(185u) Reverse Engineering the Human Platelet: A Computational Framework for Predicting Platelet Activation | AIChE

(185u) Reverse Engineering the Human Platelet: A Computational Framework for Predicting Platelet Activation

Authors 

Purvis, J. E. - Presenter, University of Pennsylvania
Chatterjee, M. - Presenter, University of Pennsylvania
Brass, L. F. - Presenter, University of Pennsylvania
Diamond, S. L. - Presenter, University of Pennsylvania


Platelets respond to endothelial injury or activating agonists through a complex sequence of signaling mechanisms.
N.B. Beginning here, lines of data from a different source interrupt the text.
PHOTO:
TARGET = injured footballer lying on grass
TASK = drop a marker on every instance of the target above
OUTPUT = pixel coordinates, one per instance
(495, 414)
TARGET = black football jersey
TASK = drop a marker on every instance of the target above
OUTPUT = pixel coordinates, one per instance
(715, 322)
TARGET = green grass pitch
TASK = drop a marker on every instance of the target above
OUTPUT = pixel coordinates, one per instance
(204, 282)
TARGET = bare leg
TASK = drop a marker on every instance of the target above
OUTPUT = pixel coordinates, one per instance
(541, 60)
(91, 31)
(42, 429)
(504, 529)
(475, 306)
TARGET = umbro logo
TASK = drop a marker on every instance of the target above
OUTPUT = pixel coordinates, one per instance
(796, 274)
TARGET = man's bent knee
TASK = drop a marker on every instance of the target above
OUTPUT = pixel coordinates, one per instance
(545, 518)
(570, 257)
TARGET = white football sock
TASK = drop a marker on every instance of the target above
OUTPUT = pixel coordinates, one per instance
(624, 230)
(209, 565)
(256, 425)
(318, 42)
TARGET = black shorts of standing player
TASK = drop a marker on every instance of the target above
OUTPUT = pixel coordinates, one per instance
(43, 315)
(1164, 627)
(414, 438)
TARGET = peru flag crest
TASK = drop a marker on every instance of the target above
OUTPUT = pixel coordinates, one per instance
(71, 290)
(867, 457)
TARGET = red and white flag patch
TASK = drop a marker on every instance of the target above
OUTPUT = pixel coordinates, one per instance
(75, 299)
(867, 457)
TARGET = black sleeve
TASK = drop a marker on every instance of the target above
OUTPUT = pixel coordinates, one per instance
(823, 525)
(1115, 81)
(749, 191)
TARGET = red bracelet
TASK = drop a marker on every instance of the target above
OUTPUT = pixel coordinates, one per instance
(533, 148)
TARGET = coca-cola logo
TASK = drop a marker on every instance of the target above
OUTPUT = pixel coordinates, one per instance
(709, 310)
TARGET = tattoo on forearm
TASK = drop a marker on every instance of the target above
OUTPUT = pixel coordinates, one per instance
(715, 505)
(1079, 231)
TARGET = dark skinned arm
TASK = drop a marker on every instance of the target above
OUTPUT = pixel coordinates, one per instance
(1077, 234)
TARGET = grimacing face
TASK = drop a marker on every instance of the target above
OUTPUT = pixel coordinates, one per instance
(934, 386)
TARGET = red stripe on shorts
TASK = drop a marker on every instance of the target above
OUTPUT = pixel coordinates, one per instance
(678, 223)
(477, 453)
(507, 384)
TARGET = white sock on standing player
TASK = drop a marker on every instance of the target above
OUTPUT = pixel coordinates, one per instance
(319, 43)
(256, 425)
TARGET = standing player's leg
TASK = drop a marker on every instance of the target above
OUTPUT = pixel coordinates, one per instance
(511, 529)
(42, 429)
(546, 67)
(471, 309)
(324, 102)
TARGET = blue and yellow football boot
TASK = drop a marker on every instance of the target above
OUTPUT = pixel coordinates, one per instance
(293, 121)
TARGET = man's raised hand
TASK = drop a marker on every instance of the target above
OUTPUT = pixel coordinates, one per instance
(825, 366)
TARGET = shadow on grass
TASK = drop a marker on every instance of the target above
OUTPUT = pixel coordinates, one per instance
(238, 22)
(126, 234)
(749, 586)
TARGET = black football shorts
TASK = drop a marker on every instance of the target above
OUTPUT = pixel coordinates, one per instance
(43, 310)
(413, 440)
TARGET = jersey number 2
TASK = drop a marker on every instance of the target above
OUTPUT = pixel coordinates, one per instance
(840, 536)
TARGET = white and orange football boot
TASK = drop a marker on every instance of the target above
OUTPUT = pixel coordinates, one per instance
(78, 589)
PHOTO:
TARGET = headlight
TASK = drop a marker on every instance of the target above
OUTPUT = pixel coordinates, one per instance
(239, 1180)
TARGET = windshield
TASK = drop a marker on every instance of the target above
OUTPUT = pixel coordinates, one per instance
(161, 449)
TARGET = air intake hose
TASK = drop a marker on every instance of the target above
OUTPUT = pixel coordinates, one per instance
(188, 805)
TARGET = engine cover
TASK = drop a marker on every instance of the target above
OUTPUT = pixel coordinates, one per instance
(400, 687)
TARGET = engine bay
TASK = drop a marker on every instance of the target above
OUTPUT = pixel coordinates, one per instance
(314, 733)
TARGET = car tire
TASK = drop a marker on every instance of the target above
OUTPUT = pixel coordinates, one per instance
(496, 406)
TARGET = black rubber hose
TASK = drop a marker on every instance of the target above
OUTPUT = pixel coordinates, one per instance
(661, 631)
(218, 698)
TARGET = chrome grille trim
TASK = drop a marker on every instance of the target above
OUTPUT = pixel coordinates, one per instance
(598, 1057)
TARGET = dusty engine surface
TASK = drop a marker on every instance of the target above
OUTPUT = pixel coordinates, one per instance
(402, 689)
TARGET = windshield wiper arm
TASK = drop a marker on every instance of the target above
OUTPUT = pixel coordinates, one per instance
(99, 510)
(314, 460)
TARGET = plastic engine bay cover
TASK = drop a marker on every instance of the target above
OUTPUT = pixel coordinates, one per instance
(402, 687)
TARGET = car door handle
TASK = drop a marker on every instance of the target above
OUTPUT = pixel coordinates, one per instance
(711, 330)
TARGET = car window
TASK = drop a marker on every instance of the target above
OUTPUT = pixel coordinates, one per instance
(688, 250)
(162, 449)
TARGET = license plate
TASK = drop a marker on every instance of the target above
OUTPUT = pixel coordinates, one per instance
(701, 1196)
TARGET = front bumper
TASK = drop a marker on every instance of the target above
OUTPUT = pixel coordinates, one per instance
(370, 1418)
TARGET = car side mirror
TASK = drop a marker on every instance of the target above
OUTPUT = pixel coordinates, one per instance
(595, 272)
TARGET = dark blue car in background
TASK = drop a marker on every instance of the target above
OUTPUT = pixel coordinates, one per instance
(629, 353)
To understand how these events are coordinated in time and space, we developed a computational model of the human platelet by combining existing kinetic information, electrochemical calculations, measurements of platelet ultrastructure, novel experimental results, and published single-cell data. The model accurately predicted (i) steady-state concentrations for intracellular calcium, inositol 1,4,5-trisphosphate, diacylglycerol, phosphatidic acid, phosphatidylinositol, phosphatidylinositol phosphate, and phosphatidylinositol 4,5-bisphosphate, (ii) transient increases in intracellular calcium, inositol 1,4,5-trisphosphate, and Gq∙GTP in response to ADP, and (iii) the volume of the platelet dense tubular system. A more stringent test of the model involved stochastic simulation of individual platelets, which are known to display an asynchronous calcium spiking behavior in response to ADP. The model reproduced the measured frequency distribution of spiking events and demonstrated that asynchronous spiking was a consequence of stochastic fluctuations due to the small volume of the platelet. These simulations offer new insight into platelet enzymatic regulation, receptor signaling, and the physical structure of the cell. As such, the model provides a novel approach for elucidating normal platelet signaling behavior as well as designing pharmacological strategies for platelet therapy.